Up to 410 million people will live in areas less than six feet above sea level and will be at risk from rising sea levels, unless global emissions are reduced, according to a new study.
Paper, published in Nature Communications, finds that 267 million people around the world currently live on land less than two meters above sea level. Using a remote sensing method called Lidar, which pulses laser light across coastal areas to measure elevation on Earth’s surface, the researchers predict that by 2100, with a sea level rise of one meter and one zero population growth, that number could rise to 410 million people. , with most of this land found in the tropics.
Their maps showed that 62% of the land at greatest risk is concentrated in the tropics, and that Indonesia has the largest area of land at risk in the world. These projections showed an even higher risk going forward, with 72% of the population at risk in the tropics and 59% only in tropical Asia.
Aljosja Hooijer, specialist in water resources for Deltares, an independent institute for applied research in water and groundwater, and the lead study leader, said that while the research was inherently uncertain, more focus was needed in tropical regions to prevent long-term flooding.
He said: “There are a lot of scientists looking for long-term scenarios. But it is happening now in parts of the world and in these parts of the world, mainly in the tropics. And not only in Southeast Asia, it is also, for example, in the Niger Delta and Lagos.
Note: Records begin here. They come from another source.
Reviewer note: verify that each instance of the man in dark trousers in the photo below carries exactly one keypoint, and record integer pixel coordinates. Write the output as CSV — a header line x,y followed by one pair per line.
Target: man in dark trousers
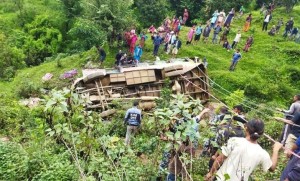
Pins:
x,y
133,119
288,27
102,54
235,59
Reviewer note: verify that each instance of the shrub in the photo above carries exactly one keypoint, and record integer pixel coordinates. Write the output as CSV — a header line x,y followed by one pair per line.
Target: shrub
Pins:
x,y
58,168
13,161
28,88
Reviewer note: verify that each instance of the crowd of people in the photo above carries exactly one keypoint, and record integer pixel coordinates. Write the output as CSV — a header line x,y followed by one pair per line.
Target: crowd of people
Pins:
x,y
167,35
233,149
239,152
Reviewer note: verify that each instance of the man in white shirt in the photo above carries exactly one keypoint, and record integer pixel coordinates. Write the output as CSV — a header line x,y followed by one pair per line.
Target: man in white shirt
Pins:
x,y
242,155
267,19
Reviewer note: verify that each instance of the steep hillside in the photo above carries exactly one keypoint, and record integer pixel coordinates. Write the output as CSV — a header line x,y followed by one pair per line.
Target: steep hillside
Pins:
x,y
269,72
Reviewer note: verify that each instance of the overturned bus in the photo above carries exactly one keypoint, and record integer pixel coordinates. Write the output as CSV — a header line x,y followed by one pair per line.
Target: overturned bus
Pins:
x,y
143,82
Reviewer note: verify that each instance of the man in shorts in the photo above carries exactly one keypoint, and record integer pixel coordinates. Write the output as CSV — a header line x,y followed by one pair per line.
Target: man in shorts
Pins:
x,y
177,46
198,33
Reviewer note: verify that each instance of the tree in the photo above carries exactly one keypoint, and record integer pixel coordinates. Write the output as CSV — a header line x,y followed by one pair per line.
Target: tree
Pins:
x,y
12,58
42,40
72,9
193,6
85,34
289,4
151,11
113,16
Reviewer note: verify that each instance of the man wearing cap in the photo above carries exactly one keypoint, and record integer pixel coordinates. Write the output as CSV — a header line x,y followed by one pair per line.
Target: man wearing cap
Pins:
x,y
240,156
132,119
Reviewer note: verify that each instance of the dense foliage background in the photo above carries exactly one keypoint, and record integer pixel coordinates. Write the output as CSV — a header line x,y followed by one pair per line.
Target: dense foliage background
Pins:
x,y
60,140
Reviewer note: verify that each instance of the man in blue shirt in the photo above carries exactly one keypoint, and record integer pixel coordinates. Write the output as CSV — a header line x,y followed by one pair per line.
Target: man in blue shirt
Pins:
x,y
156,41
198,33
217,30
235,58
132,119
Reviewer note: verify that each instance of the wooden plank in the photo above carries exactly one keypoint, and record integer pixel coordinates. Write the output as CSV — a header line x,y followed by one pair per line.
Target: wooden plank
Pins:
x,y
173,68
98,90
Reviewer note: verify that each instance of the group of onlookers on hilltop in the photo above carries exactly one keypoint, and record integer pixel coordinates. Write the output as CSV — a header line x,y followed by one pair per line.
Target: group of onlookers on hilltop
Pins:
x,y
218,25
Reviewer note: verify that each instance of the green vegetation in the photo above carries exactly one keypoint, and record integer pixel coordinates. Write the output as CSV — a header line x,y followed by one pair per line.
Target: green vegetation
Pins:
x,y
60,140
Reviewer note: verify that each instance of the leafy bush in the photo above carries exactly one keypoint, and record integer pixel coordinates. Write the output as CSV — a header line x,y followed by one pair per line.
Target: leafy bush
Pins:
x,y
13,161
58,168
28,88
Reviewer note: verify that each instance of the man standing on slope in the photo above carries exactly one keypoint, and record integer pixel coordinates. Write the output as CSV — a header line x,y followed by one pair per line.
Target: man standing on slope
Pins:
x,y
235,58
242,155
133,119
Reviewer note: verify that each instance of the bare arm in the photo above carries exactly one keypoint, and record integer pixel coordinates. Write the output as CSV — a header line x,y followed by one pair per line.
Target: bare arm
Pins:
x,y
285,120
216,165
291,110
277,146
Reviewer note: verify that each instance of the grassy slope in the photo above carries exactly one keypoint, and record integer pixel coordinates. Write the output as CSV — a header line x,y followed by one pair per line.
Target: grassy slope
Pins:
x,y
264,57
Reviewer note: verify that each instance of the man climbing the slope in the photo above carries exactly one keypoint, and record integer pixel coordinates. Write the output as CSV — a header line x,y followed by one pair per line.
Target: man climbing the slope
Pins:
x,y
133,119
240,156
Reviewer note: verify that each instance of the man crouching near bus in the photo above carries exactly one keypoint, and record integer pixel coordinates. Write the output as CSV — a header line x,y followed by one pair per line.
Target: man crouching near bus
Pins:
x,y
132,119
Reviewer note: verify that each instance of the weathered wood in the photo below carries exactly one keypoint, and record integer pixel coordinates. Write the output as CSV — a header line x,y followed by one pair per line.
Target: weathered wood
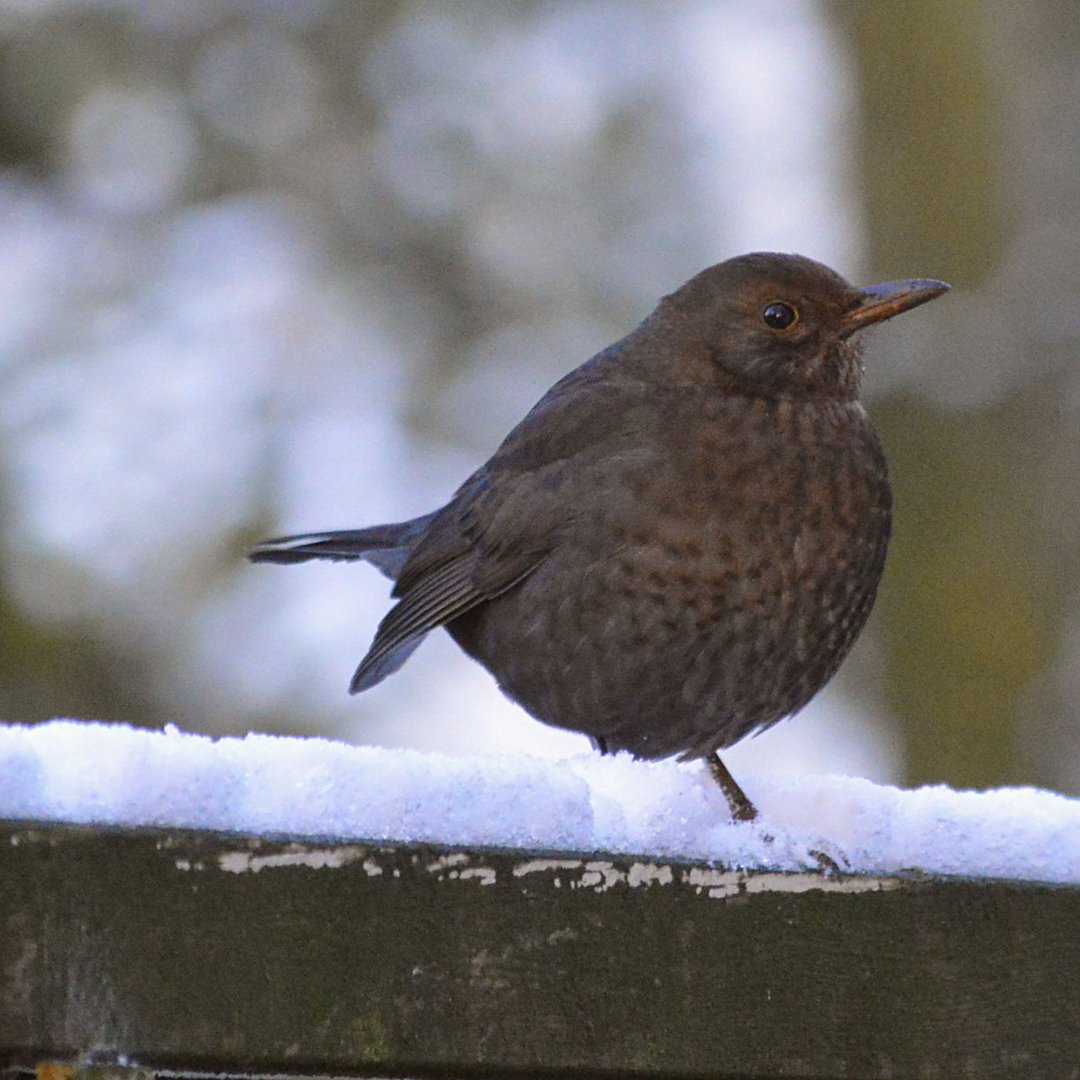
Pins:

“If you look at sea level rise, the impact research to date is primarily focused on defining sea level rise scenarios. Relatively little attention has been paid to elevation data, and that’s simply because people felt that not much could be done about it, including us for a long time. “
I wanted to emphasize that while this study was not a research project on sea level rise, the new elevation data model was based on accurate data, which is often not available in many parts of the world.
“In some countries like the Netherlands, or parts of the UK, and much of the US, they have excellent data for these coastal areas, because they fly Lidar every four years. It costs tens of millions of euros just to cover the Netherlands. Obviously, in much of the world, people don’t have that kind of funding. “
The climate emergency has caused a rise in sea level and the appearance of more frequent and severe storms, which increases the risk of flooding in coastal environments.
Last year, a survey published by Climate and Atmospheric Science, which added the opinions of 106 specialists, suggested that coastal cities should prepare for sea level rise that could reach 5 meters by 2300, potentially engulfing areas. that are home to hundreds of millions. from the people.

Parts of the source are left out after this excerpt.